# AFSC to Army MOS



## Peacemaker01 (Mar 21, 2017)

Gone from AD USAF to Army NG, and unit doesn't want to send me back to school because the AIT is the same in the USAF. I have reached out to connects I have. Any and all help appreciated. They are callin it 'MOS conversion'.


----------



## Il Duce (Mar 21, 2017)

What's the MOS?


----------



## Peacemaker01 (Mar 21, 2017)

35P. Unit has since my posting come back and said I need to find an 'MOS Determination Packet' sample. So I googled and found a few WO docs of similiar nature. Tried to hunt down anything on 'Operation Blue to Green', buts seems that might have been canxd.


----------



## Il Duce (Mar 21, 2017)

Your unit is right, 35P AIT and language training is the same for the AF and Army.  Not sure why you'd want to redo AIT at Goodfellow.  I'd recommend focusing on passing your DLPT and getting to BLC.


----------



## Peacemaker01 (Mar 21, 2017)

I apologize for confusion.

The unit doesn't want me to AIT again, but they have to give Big Army that packet. So to MOSQ I gotta get that MOS awarded, then another school, then BLC, then another couple schools.

I think I found a copy of packet online, trying to get it verified. Also reached back to classmates (now Instructors) at GAFB.

I'd love to go back to Monterey though, but alas, its a hard no.

Thanks


----------



## AWP (Mar 21, 2017)

The NG is on the hook to pay for post-MOSQ schools. Unless the money's flowing, this isn't 2006 unfortunately, the odds of picking up certain schools are slim-to-none. We fought this in the 90's and as many of us have said, the NG will see a return on certain levels to 90's-era funding constraints.


----------



## Peacemaker01 (Jun 18, 2017)

Update: I'm drilling with the unit so that's awesome, especially after the 143th in TX BOHICA'd me for 3 yrs. I gotta prove to the Army that my AF training and experience is sufficient for MOS award. Problem is AF doesnt really document training with certs or 1059s etc. So, I'm trying to hunt down papers from 10 yrs ago that never existed. As soon as I knock that out I can go visit the 1/507th in Columbus for the milton bradley olympics, and then on to bigger n better things, hopefully.

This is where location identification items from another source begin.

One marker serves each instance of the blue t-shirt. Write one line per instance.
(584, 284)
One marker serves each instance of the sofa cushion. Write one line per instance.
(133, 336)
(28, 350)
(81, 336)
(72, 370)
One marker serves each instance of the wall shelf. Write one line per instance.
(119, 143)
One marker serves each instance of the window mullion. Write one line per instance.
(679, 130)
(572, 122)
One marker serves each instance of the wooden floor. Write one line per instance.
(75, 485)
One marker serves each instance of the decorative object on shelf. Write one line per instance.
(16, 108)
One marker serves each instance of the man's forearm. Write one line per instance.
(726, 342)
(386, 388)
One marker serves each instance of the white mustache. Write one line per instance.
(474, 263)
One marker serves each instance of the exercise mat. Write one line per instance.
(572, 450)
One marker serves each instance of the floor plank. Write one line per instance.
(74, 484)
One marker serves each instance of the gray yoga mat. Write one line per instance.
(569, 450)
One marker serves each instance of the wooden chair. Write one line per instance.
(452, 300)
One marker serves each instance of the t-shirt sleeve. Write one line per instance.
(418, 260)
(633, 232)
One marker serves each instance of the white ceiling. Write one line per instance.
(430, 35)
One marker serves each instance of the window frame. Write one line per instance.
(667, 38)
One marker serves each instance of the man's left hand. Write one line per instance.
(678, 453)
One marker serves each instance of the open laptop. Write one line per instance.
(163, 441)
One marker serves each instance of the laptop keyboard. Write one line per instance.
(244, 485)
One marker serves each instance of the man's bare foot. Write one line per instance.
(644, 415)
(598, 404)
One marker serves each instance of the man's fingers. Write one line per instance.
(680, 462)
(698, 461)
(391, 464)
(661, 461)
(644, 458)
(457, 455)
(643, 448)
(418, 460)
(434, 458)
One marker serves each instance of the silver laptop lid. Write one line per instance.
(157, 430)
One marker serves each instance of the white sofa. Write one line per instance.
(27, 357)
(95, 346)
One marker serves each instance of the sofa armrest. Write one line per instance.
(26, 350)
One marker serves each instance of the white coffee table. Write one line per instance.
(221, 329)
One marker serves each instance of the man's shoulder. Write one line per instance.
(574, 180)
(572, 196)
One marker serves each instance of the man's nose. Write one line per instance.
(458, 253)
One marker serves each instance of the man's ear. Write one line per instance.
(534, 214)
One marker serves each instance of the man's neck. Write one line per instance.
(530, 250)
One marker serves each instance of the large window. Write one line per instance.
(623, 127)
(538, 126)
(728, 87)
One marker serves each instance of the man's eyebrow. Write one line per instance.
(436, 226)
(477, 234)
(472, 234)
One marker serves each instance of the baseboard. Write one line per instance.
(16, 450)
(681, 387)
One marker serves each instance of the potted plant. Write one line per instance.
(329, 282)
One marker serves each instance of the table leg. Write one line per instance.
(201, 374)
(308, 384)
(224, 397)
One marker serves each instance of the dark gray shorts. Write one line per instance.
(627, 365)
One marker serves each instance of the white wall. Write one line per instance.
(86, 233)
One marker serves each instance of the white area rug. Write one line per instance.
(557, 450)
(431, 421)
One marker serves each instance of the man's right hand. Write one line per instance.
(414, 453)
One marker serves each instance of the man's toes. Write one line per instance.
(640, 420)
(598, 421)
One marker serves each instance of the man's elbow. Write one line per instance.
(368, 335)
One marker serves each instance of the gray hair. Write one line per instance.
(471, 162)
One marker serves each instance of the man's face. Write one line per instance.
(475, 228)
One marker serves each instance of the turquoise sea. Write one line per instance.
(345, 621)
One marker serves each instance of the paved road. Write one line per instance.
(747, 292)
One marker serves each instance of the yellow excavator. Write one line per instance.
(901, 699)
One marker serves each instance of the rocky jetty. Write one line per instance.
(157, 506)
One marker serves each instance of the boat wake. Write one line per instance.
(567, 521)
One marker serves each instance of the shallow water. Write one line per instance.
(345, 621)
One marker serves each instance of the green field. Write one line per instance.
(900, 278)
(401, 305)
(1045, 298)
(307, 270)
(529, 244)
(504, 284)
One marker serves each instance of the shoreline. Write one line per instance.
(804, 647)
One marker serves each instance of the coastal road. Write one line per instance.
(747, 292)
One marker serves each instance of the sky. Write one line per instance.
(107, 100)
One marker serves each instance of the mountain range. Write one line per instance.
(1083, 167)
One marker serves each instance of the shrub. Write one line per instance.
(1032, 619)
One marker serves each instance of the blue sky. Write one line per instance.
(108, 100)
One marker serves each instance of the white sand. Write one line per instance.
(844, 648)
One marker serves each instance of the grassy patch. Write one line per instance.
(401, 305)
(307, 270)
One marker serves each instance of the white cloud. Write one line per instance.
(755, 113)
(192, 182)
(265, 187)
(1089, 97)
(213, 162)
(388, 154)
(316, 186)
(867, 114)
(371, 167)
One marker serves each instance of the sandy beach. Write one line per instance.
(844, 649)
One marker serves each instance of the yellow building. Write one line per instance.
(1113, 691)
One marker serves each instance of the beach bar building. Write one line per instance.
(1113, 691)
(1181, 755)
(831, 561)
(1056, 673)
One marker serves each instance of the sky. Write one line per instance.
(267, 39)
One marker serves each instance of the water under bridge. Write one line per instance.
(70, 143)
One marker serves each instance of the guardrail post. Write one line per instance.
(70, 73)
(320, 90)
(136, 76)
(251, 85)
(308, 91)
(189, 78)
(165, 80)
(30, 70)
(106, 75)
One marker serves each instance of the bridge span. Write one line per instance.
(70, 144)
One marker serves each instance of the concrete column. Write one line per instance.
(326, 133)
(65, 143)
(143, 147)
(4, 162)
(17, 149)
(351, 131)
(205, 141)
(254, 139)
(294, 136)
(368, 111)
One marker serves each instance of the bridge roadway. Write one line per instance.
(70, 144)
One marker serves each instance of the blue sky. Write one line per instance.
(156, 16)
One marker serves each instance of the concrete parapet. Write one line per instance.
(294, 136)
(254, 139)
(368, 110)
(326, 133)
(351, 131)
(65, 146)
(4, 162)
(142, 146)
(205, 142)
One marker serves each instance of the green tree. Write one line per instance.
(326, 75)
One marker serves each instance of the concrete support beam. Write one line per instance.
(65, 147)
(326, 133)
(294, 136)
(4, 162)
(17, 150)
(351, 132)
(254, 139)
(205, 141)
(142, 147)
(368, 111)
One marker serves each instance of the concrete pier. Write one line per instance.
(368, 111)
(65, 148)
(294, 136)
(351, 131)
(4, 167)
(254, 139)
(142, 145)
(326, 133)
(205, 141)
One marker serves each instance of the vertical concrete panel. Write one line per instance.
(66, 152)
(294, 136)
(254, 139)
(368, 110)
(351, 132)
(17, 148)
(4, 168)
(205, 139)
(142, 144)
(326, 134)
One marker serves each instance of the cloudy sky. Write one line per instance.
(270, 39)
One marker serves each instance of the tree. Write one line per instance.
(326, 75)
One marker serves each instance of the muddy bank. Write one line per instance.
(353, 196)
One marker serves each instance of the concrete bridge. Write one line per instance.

If there's anyone on this net, maybe some SOT-A types, with some advice or connects I'd love to hear from you.

As always to the BTDT men herein, this community is awesome because if you- what you did then and what you do now. Thank you from all us shower shoes, boots, POGs/pogues, fobbits, wannabe's, etc.


----------



## Kraut783 (Jun 18, 2017)

Army has accepted you in a 35P billet, only two options available:

1. Big Army has to acknowledge the USAF MOS and award you the 35P MOS.

2. If they won't recognize the USAF training, then send you to MOS.

They can't keep you in without being MOS Q'd.....wonder how long they (Big Army or NGB) can jack with you, legally.


----------



## Peacemaker01 (Jun 18, 2017)

Kraut783 said:


> Army has accepted you in a 35P billet, only two options available:
> 
> 1. Big Army has to acknowledge the USAF MOS and award you the 35P MOS.
> 
> ...



I did 3 yrs in TXARNG with an Airborne Infantry contract and never went to MOS. The unit was gonna kick me out from the start cuz I wasn't already MOSQ but luckily my recruiter was a kickass SF MSG from 5th Group.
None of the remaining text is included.